Unable to control himself, Fred stood and began pacing. "If they're putting all their ships into play, now's our best opportunity to test their ability to monitor the Wi'Tibold shuttle. As they launch their offensive, call it down. If they respond, you'll know it's been detected. If not, have it land. You can determine whether they can detect it or not, and even if they do, they'll be in no position to take action."

"I'm not sure of the total number of fighters. I suspect the limit is pilots rather than hardware."

"David shrugged. "Same thing. If they can't man the extra ship, they can't come after you. But, in either case, you'll know whether they can track them."

"You'll need to give me specific attack routes," Natalie said.

Otis nodded. "I have several of them, but the names they used are the Ti'chrk's best approximation. There were several I couldn't make heads or tails of. For the cities I'm familiar with, I get a direct address. For those I don't, I get nicknames or general descriptions. They're usually the main thoroughfares. They also plan to blanket the airwaves, television and radio, in the hopes of getting the curious out in the open."

Janet leaned forward, speaking in a soft whisper. "Who's going to fly the Wi'Tibold shuttle?"

Fred faced them. "Peter and I were on most of Josh's flights. Although we never attempted to pilot the original shuttle, we watched what he did. Given how responsive the craft is, we should figure it out."

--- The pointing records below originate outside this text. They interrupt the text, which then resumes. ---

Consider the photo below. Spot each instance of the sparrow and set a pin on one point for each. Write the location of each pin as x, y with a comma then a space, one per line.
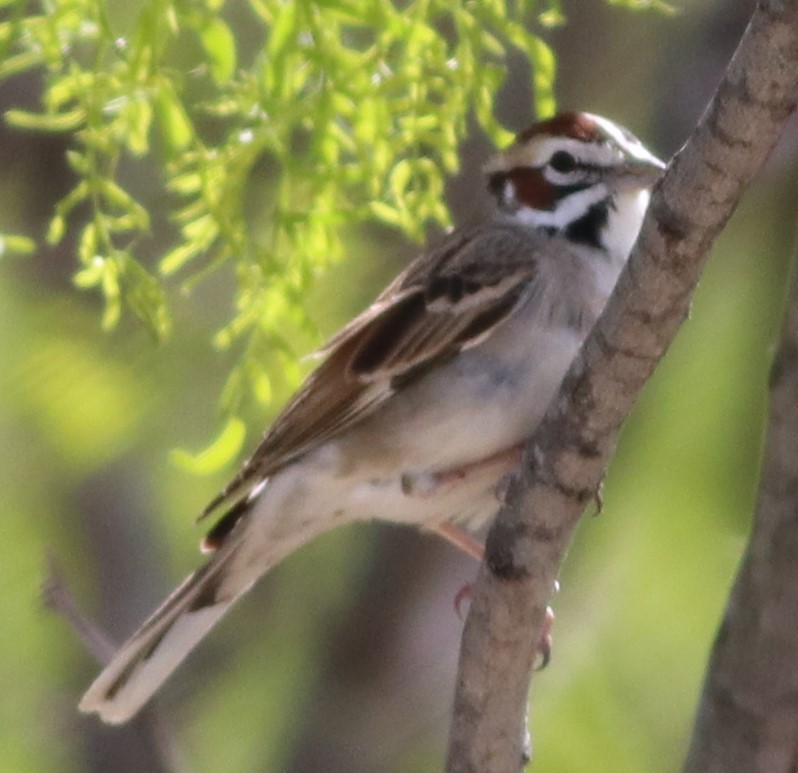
421, 404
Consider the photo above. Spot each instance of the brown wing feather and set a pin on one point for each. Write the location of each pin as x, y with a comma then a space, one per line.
445, 301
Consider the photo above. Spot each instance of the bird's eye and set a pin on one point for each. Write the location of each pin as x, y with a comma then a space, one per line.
562, 161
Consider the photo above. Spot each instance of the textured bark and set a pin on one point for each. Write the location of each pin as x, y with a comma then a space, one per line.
565, 460
748, 717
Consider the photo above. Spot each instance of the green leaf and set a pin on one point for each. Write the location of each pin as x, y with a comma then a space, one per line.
175, 125
220, 45
57, 122
218, 455
16, 244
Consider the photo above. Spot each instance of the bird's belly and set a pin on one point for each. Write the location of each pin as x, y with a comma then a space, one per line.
481, 403
489, 399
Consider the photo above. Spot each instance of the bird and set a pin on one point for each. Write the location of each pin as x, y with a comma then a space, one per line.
420, 406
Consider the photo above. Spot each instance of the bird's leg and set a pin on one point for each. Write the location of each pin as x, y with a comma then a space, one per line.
460, 539
464, 541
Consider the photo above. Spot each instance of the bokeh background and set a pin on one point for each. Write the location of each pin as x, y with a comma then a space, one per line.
343, 659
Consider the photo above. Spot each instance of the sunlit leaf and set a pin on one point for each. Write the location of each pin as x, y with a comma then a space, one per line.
216, 456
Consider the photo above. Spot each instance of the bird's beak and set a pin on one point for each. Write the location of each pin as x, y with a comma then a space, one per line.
637, 174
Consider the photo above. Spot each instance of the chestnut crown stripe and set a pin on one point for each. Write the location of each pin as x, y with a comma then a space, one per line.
577, 126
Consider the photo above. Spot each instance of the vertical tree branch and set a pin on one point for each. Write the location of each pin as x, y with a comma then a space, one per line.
748, 717
566, 459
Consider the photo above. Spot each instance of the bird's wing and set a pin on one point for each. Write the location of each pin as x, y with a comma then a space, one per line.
447, 300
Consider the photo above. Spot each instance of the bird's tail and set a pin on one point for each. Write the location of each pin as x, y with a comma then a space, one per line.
144, 662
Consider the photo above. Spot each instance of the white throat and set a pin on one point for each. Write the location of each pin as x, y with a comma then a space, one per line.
623, 223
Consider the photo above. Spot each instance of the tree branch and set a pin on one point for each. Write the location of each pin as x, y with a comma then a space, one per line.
565, 460
748, 717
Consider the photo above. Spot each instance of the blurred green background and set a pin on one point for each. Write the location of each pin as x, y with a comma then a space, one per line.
343, 658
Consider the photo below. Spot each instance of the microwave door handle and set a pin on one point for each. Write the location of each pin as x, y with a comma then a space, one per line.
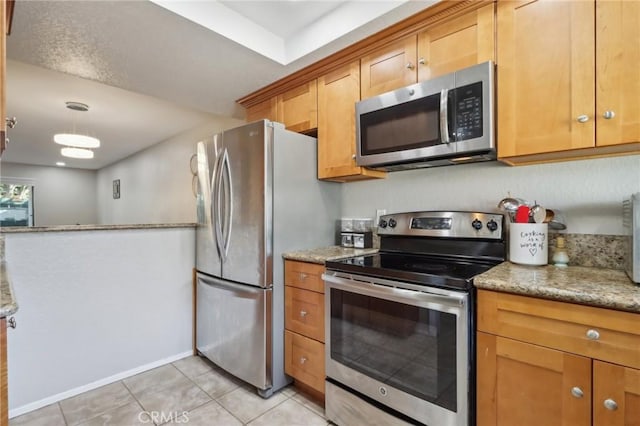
444, 116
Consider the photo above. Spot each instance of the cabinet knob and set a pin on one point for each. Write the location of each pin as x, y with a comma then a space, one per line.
577, 392
610, 404
11, 322
593, 334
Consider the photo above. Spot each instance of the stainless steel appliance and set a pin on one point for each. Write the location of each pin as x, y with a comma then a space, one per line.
631, 224
399, 324
444, 121
258, 196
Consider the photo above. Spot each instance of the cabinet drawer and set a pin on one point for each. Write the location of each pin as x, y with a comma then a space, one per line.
304, 312
598, 333
304, 360
304, 275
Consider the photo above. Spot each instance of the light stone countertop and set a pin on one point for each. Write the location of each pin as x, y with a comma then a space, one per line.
67, 228
321, 255
605, 288
8, 304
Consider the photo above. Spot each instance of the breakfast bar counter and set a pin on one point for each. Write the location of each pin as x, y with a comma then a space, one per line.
599, 287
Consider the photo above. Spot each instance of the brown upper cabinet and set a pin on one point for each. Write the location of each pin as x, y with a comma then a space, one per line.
338, 92
442, 48
298, 108
558, 97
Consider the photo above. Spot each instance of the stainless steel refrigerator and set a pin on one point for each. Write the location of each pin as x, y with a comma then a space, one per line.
258, 196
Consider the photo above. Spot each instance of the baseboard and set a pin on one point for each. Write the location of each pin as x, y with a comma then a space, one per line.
94, 385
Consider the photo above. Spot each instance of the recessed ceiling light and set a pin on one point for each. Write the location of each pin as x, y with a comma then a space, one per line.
76, 152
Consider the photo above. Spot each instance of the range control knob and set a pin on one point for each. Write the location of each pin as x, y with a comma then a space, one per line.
492, 225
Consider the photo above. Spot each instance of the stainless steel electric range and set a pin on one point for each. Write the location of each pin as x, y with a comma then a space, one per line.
400, 343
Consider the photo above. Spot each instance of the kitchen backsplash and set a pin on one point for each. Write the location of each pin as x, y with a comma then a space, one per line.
600, 251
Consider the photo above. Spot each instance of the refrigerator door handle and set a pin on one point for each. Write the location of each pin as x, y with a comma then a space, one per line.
229, 201
216, 206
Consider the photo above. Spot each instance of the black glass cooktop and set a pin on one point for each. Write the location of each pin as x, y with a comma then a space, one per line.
417, 269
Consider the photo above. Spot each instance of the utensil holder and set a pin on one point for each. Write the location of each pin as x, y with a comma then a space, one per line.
528, 243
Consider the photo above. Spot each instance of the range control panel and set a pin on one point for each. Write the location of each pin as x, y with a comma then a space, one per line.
450, 224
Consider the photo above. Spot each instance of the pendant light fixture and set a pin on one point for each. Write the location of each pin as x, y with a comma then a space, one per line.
78, 144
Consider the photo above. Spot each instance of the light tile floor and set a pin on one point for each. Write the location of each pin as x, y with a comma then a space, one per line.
188, 392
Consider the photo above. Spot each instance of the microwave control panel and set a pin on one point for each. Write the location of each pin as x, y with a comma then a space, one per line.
467, 101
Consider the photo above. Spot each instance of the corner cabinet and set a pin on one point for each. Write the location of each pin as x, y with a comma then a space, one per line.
304, 325
558, 96
445, 47
338, 92
542, 362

Natalie held her hands up. "I was there for several of them, but I wasn't paying attention to what he was doing."

"Fred's our best choice, but I'd rather have two people involved, just so we have more experienced hands." Otis looked around. "Janet, you won't observe the aliens, but at least you'll be closer to the action. Still, if they figure out I'm the only one capable of knowing what they're saying, they may take me out wherever I am. I don't understand what the things in my brain can do. The rest of you need to get the word out. Get a secure communications and contact each city. Inform the various papers what's happening and see if you can organize local groups who'll oppose the Ti'chrk, despite the odds."

"That sounds good, but I'm going to stick by your side," Ger said. "We should also hold David back, in case they come after you and they offer a decent shot."

Everyone seemed happy with their assignments. Natalie used her phone to call up the various cities as she and Otis planned their strategy.